Test: Socialism In Europe And The Russian Revolution (Easy) - Question 14

What is the term used when factories are taken away from private owners and run by the state?

Detailed Solution for Test: Socialism In Europe And The Russian Revolution (Easy) - Question 14
The term used when factories are taken away from private owners and run by the state is "nationalized".
Explanation:
When factories are nationalized, it means that the government takes control and ownership of these factories, removing them from private ownership. This can occur for various reasons, such as to promote public interest, ensure fair distribution of resources, or exercise greater control over the economy.
Here is a detailed explanation of the term "nationalized":
- Nationalization: It refers to the process of transferring the ownership and control of private industries or assets to the state or government.
- Reasons for nationalization: Nationalization can be driven by various factors, such as:
- Public interest: The government may believe that nationalizing certain industries will better serve the public interest by providing essential services, ensuring fair pricing, or safeguarding national security.
- Economic control: Nationalization can be a tool for the government to exercise greater control over the economy, directing resources and production towards specific goals or sectors.
- Redistribution of wealth: Nationalization can be used to address income inequality by redistributing wealth and resources more equitably.
- Process of nationalization: The process of nationalizing a private industry typically involves the following steps:
- Legislation: The government enacts laws or legislation to authorize the nationalization of specific industries or assets.
- Compensation: Private owners are typically compensated for their lost assets, although the terms and amount of compensation can vary.
- Transfer of ownership: The ownership and control of the factories or industries are transferred to the state or government.
- Examples of nationalization: Nationalization has been implemented in various countries and industries throughout history.
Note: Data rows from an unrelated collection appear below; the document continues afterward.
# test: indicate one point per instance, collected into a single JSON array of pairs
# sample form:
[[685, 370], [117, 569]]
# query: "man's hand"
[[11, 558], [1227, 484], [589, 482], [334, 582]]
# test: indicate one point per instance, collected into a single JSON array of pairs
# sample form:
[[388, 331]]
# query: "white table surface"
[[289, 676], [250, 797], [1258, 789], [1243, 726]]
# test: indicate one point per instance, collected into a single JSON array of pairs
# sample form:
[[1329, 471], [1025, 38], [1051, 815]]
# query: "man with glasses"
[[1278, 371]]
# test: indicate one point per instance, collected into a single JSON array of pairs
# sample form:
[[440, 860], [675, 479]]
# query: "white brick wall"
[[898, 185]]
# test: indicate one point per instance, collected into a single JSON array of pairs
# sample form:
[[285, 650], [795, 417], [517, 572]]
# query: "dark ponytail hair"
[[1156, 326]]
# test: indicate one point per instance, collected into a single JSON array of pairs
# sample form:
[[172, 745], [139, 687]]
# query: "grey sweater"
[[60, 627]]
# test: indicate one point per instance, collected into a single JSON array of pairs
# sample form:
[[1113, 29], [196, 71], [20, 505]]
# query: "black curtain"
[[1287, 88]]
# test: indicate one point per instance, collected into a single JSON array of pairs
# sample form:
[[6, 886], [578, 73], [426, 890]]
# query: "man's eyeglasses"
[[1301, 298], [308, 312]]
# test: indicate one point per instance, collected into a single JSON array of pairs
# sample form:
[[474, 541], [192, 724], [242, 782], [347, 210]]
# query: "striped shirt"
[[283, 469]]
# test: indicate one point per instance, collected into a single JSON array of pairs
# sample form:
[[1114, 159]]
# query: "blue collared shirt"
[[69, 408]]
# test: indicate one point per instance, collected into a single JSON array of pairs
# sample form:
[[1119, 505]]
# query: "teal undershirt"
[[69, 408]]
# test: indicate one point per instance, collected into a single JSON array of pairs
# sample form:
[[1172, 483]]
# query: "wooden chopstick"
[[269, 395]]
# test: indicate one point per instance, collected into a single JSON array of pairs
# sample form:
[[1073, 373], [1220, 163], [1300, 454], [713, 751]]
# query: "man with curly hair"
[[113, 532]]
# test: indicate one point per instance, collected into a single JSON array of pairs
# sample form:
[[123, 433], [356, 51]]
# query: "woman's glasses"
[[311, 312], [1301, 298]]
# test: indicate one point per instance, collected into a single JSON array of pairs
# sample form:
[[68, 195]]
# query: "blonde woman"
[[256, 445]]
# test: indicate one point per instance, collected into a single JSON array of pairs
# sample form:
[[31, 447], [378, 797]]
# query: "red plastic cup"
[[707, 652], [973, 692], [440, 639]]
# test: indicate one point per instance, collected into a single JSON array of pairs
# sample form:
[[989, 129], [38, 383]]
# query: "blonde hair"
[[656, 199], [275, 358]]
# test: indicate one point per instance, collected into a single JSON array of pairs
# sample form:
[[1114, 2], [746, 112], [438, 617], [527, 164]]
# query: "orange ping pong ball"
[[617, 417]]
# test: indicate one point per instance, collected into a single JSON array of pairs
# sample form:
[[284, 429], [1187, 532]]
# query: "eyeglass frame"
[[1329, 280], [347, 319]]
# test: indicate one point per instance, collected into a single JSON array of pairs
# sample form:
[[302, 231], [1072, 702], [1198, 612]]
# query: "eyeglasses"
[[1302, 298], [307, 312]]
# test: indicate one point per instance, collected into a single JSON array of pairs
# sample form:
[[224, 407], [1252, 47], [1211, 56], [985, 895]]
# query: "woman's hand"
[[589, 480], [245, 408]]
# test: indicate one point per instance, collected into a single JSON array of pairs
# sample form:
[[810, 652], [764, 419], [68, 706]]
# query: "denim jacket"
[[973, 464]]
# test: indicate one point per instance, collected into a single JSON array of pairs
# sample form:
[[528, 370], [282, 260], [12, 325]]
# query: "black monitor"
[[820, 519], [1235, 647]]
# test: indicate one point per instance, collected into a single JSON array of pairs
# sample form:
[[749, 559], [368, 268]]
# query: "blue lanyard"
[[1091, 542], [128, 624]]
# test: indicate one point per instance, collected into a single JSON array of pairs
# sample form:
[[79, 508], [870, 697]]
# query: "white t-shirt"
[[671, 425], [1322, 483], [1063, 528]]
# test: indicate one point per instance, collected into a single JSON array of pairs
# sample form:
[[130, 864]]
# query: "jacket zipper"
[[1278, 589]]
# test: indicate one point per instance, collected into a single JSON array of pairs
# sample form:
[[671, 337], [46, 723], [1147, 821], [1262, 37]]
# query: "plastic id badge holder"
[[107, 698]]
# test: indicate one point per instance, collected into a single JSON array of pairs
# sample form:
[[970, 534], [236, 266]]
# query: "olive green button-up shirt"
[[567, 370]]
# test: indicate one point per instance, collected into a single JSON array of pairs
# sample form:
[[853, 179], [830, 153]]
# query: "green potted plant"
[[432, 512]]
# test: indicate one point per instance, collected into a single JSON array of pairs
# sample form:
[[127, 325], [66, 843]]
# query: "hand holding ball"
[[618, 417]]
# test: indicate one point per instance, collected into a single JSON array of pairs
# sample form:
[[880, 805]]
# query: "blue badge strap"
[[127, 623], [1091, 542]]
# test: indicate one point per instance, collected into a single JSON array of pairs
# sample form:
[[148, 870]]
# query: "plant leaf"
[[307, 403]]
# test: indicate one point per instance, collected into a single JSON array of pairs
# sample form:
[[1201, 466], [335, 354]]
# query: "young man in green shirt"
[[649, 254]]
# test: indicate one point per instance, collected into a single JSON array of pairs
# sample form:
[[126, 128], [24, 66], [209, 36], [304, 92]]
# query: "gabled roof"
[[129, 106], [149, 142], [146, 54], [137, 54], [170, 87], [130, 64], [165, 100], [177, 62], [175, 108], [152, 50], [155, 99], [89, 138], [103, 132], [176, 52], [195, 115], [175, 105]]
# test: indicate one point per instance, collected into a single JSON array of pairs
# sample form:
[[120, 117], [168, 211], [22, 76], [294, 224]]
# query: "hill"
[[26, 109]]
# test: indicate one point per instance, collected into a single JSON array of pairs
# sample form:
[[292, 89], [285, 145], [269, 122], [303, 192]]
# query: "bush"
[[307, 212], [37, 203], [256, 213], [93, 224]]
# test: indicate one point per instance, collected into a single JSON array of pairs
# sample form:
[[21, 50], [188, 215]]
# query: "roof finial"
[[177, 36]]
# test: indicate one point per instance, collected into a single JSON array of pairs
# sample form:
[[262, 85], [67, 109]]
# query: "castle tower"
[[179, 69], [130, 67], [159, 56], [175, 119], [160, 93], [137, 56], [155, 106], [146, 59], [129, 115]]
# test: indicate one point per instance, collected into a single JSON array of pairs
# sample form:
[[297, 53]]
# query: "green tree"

Some notable examples include:
- Oil industry: Many countries have nationalized their oil industries to gain control over valuable resources and ensure a fair distribution of profits.
- Telecommunications: Governments often nationalize telecommunications industries to ensure universal access to communication services and infrastructure.
- Banking sector: During economic crises, governments may nationalize troubled banks to stabilize the financial system and protect depositors.
- Impact and controversies: Nationalization can have both positive and negative impacts, and it often sparks debates and controversies. Some argue that nationalization leads to greater efficiency, fairness, and public control, while others believe it stifles innovation, increases bureaucracy, and limits private enterprise.
In conclusion, the term "nationalized" is used when factories are taken away from private owners and run by the state. This process involves the transfer of ownership and control from the private sector to the government, often in pursuit of public interest, economic control, or redistribution of wealth. Nationalization has been implemented in various industries and countries throughout history, and it continues to be a topic of debate and controversy.
Test: Socialism In Europe And The Russian Revolution (Easy) - Question 15

The main tenets of April Theses during the Bolshevik Revolution were:

Detailed Solution for Test: Socialism In Europe And The Russian Revolution (Easy) - Question 15
In April 1917, the Bolshevik leader Vladimir Lenin returned to Russia from his exile. He and the Bolsheviks had opposed the war since 1914. Now he felt it was time for the Soviets to take overpower. He declared that the war is brought to a close, land be transferred to the peasants, and banks are nationalized. These three demands were Lenin's 'April Theses'.